In an era where the same types of players always seem to receive recognition, being a unique player can often be frowned upon. That doesn’t matter to Denver’s Chris Udofia, who has thrived on being overlooked. With his college career over, Udofia is ready to prove himself to a whole new set of doubters.
Udofia has been a key player for the Pioneers for the past 4 seasons, and two things will jump out at you when you review his career – his consistency and his ability to do a bit of everything. This past season, Udofia averaged over 12 points per game on almost 50% shooting, while also grabbing over 5 rebounds and getting over 4 assists per game, plus 1 ½ steals and over 2 blocks per game. At 6’6, Udofia was used at various positions and at different spots on the floor, but no matter where head coach Joe Scott put him; he always made the team better.
With his college career behind him, Udofia reflected on how his game developed over time at Denver.
“I know Coach Scott receives some backlash for his system, but I fit in well and had some very successful years,” Udofia explained. “I was able to thrive while playing different positions, and it allowed me to make plays for both the guards and the forwards. I grew into my role there and was very comfortable with it.”
Playing at Denver also helped harden Udofia’s mindset. “I’ve always had an underdog mentality and a chip on my shoulder,” Udofia explained. “I just wanted to put myself in position to say that I can play with the schools. I was under-recruited in high school, so I had a chance at Denver to show what I can do.”
As he prepares for the next step in his career, Udofia believes there are many parts to his game which will be attractive to professional teams. “I’m athletic and efficient on the court, but I am most proud of my defensive presence, especially my ability to guard different types of players,” Udofia explained. “I go out there and make the little plays which get teams over the hump, and my motor can provide an energy boost, along with my ability to facilitate and knock down open shots. Physically, my wingspan and jumping ability help separate me from players.”
Udofia is aware of what areas of his game he needs to improve on, and he has been hard at work at it. “The biggest things are my ballhandling and shooting in the mid-range area,” said Udofia. “I will play the 2 or the 3 at the next level and I need to prepare for bigger, more athletic competition and be able to hit open shots.”
Having already worked out for the Houston Rockets, Dallas Mavericks, and Denver Nuggets, Udofia has in mind the kind of role he could fill for a team looking to sign him. “I can be a defensive pest, a bother,” said Udofia. “Let me work on containing the other team’s best player. Also, I can create some steals, block some shots, and contribute anywhere else I can.”

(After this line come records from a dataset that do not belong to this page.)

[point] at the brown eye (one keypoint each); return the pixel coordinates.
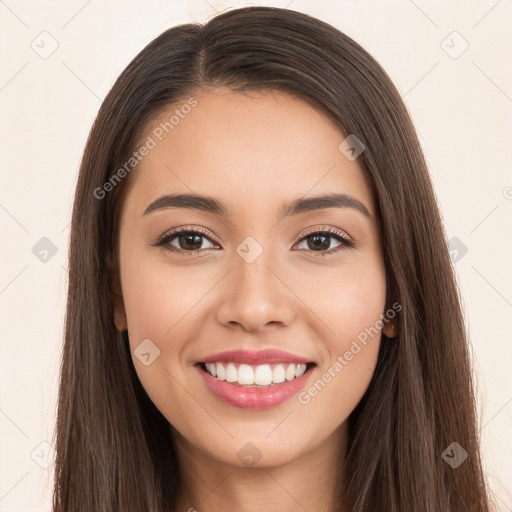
(184, 240)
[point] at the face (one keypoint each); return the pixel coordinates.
(254, 276)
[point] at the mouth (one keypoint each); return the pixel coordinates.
(258, 376)
(247, 386)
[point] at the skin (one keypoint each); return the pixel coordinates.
(255, 152)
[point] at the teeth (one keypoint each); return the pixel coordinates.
(258, 375)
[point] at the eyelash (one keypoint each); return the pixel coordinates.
(345, 243)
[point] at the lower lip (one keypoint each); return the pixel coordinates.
(254, 398)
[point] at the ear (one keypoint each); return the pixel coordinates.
(118, 305)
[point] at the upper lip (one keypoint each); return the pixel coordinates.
(265, 356)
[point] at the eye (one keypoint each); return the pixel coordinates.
(185, 239)
(189, 241)
(320, 241)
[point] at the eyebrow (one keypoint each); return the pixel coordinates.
(217, 207)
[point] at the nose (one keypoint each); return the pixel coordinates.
(256, 295)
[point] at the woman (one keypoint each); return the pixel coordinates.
(262, 314)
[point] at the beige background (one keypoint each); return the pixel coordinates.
(461, 102)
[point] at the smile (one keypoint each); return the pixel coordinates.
(254, 386)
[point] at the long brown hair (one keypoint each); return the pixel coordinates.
(114, 449)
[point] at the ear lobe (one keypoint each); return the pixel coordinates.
(118, 305)
(390, 328)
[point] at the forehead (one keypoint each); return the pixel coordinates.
(251, 149)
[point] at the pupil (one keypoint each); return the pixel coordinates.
(318, 244)
(191, 239)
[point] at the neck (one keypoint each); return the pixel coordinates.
(307, 482)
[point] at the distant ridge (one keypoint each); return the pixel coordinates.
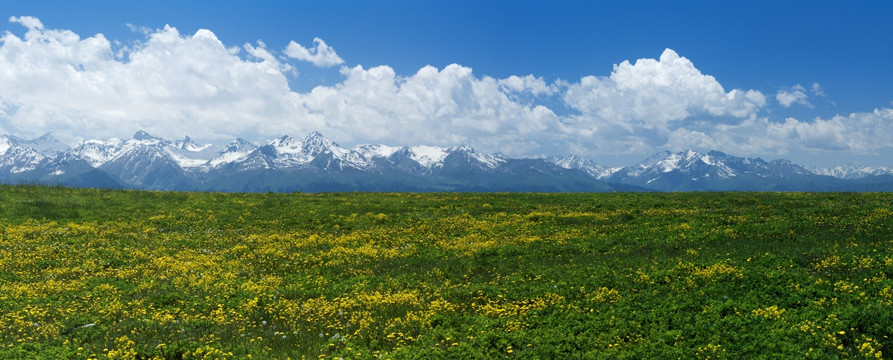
(314, 163)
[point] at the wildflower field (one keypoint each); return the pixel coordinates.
(158, 275)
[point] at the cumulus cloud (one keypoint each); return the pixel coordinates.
(794, 95)
(433, 106)
(527, 84)
(320, 55)
(30, 22)
(171, 85)
(817, 89)
(654, 93)
(174, 84)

As the next stop on his journey comes nearer, Udofia has a message for all of those who still doubt him. “In everything, there are hidden gems that didn’t get the attention they should have,” Udofia said. “Look at what I did at Denver the past 4 years and the consistency of my play should be brought to light. I have the work ethic to succeed and I think teams will know exactly what they are getting if they sign me.”